Cache Me If You Can
Palo Alto, 2019
Cache Me If You Can is on view in King Plaza, Palo Alto in front of Palo Alto City hall through June 2020. The project, commissioned by the City of Palo Alto City is a three-dimensional, materialized image documenting the life of the plaza over the course of one day.
Moving around the structure and then inside, the 20 printed surfaces chart the course of one day, May 31st, 2019, describing the activity that took place, the changing light levels and shifting shadow patterns.
Unfolded Elevation: Exterior (left) and Interior (right)
Geometrically, the structure is composed of 10 identical triangular panels cut from rigid PVC plastic plastic sheets. Each panel is printed on both sides with a projected pattern derived from photographs of the site, and perforated with a custom pattern designed to match the printed pattern.
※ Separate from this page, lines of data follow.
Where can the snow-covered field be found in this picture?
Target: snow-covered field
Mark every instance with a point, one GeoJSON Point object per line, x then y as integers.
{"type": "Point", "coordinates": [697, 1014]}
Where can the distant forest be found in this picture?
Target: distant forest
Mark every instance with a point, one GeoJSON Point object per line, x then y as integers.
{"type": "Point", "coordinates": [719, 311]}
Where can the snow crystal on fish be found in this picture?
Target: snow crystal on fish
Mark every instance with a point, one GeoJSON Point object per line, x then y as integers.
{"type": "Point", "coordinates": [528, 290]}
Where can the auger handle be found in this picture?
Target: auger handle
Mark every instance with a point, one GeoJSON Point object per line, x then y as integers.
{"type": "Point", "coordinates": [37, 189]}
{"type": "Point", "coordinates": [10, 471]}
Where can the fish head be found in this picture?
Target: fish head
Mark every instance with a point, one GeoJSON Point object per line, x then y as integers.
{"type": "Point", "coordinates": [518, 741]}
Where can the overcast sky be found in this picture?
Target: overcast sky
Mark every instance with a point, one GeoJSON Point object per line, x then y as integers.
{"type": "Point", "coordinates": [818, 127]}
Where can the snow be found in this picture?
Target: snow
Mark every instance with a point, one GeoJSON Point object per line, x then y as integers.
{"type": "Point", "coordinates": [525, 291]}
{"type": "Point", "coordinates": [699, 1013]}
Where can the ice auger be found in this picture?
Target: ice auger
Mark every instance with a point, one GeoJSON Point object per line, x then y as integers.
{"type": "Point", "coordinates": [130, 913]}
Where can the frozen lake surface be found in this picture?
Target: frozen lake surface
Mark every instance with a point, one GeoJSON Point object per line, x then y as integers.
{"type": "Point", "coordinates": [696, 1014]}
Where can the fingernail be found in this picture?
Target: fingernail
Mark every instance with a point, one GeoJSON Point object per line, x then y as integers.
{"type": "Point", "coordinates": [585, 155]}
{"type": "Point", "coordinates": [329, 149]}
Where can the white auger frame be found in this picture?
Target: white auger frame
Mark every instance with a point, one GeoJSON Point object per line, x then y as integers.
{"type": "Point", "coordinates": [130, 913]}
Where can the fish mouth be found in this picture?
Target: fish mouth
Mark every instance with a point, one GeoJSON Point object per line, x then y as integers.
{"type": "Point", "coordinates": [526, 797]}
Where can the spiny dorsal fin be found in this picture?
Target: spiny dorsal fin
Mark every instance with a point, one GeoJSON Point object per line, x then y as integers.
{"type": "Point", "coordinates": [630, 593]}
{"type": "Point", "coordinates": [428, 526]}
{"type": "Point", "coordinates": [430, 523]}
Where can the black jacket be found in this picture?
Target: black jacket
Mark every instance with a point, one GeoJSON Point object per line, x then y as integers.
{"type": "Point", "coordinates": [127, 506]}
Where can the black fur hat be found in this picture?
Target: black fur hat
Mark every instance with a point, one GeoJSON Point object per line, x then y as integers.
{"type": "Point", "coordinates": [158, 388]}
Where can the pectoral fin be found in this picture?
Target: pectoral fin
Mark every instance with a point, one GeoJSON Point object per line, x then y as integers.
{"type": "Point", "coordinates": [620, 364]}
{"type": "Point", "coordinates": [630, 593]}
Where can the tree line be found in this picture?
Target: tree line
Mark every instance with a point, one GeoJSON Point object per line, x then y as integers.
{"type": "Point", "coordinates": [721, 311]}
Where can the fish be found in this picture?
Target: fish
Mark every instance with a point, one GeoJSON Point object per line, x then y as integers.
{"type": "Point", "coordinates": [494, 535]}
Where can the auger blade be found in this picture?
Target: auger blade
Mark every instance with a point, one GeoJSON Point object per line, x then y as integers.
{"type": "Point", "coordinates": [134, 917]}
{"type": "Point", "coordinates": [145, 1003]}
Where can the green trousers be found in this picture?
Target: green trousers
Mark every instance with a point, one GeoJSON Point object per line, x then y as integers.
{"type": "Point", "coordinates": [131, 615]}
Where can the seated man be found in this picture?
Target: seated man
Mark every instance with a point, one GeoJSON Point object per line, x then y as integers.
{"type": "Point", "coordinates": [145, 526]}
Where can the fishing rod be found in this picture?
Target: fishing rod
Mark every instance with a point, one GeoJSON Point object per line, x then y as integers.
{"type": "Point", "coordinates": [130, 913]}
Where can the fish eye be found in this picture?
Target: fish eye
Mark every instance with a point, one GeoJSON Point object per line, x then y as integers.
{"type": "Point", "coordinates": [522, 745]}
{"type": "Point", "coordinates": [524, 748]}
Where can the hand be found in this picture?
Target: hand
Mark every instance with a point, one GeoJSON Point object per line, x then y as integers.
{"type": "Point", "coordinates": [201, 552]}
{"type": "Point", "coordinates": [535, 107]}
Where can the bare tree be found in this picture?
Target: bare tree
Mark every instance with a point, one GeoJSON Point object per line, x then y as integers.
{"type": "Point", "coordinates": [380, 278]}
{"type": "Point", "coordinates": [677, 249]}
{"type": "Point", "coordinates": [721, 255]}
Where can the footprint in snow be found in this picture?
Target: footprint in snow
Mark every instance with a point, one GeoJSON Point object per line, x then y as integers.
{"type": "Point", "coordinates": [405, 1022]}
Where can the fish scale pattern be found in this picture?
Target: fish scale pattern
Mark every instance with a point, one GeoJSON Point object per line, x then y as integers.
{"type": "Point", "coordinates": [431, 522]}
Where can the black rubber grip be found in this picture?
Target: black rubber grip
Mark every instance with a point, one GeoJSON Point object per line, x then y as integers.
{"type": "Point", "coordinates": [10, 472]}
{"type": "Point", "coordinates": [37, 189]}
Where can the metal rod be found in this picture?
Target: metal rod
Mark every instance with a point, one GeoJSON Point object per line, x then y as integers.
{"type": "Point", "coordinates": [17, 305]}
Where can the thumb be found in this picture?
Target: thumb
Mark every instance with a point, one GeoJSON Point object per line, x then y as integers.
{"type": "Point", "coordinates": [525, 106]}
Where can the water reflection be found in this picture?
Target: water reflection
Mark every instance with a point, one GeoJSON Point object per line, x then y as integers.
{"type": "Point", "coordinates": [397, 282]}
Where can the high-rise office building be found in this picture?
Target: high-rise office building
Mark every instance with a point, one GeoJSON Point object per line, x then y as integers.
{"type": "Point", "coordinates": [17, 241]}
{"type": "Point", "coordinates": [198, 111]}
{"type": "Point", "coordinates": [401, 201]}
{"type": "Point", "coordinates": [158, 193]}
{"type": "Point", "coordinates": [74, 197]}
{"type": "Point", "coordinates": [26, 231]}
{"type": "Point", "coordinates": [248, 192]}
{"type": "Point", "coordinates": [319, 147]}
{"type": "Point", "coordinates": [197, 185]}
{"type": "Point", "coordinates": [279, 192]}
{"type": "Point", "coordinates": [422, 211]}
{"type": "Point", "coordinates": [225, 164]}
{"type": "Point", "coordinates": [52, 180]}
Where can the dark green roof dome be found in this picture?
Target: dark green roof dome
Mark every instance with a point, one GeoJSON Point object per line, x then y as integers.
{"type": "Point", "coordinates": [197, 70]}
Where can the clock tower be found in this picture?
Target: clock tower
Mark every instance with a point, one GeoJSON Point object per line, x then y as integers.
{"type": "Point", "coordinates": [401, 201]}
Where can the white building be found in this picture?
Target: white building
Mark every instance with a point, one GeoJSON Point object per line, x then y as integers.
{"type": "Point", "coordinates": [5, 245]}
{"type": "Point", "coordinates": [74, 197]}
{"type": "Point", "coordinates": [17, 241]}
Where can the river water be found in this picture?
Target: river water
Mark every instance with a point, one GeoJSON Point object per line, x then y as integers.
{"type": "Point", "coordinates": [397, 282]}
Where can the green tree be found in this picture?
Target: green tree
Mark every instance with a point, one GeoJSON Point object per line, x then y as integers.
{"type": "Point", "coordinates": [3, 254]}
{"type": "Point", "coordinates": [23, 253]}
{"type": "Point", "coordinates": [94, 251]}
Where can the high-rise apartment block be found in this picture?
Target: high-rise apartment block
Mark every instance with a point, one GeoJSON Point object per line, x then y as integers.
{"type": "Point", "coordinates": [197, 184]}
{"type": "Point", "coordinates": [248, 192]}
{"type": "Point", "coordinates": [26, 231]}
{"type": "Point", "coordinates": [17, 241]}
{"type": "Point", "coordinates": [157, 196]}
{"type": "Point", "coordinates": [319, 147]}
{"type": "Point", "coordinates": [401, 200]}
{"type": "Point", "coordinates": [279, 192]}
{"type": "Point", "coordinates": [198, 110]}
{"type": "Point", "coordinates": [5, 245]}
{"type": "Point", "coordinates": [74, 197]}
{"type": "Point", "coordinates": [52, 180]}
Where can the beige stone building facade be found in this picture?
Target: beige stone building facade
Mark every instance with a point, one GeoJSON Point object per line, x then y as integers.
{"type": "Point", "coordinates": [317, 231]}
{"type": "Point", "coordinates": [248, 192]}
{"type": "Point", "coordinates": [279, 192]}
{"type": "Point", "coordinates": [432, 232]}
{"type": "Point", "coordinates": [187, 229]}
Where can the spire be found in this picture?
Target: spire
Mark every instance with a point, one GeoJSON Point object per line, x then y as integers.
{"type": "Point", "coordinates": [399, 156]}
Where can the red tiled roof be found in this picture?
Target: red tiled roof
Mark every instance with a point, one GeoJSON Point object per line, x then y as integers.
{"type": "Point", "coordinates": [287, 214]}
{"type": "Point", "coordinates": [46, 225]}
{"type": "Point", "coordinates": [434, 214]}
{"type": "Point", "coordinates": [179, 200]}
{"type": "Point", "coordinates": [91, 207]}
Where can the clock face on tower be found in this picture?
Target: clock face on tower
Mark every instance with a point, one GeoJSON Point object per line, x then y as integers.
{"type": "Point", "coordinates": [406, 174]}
Approaching from the front, on axis with city hall, the printed pattern aligns with its surroundings: the building’s fenestration runs down across folded surfaces of the pavilion, and the plaza’s gridded paving pattern extends up to meet it. From other angles, this view is stretched, folded and mirrored, creating other, less faithful views.
Each pixel of the photograph produced 5 circles in a range of hues that, when averaged together, match the hue of the original pixel. From a distance, the photograph is clear, but up close, the surface of the pavilion disintegrates into an abstract pattern of vibrating discs.
Interior shadow patterns re-produce the exterior images.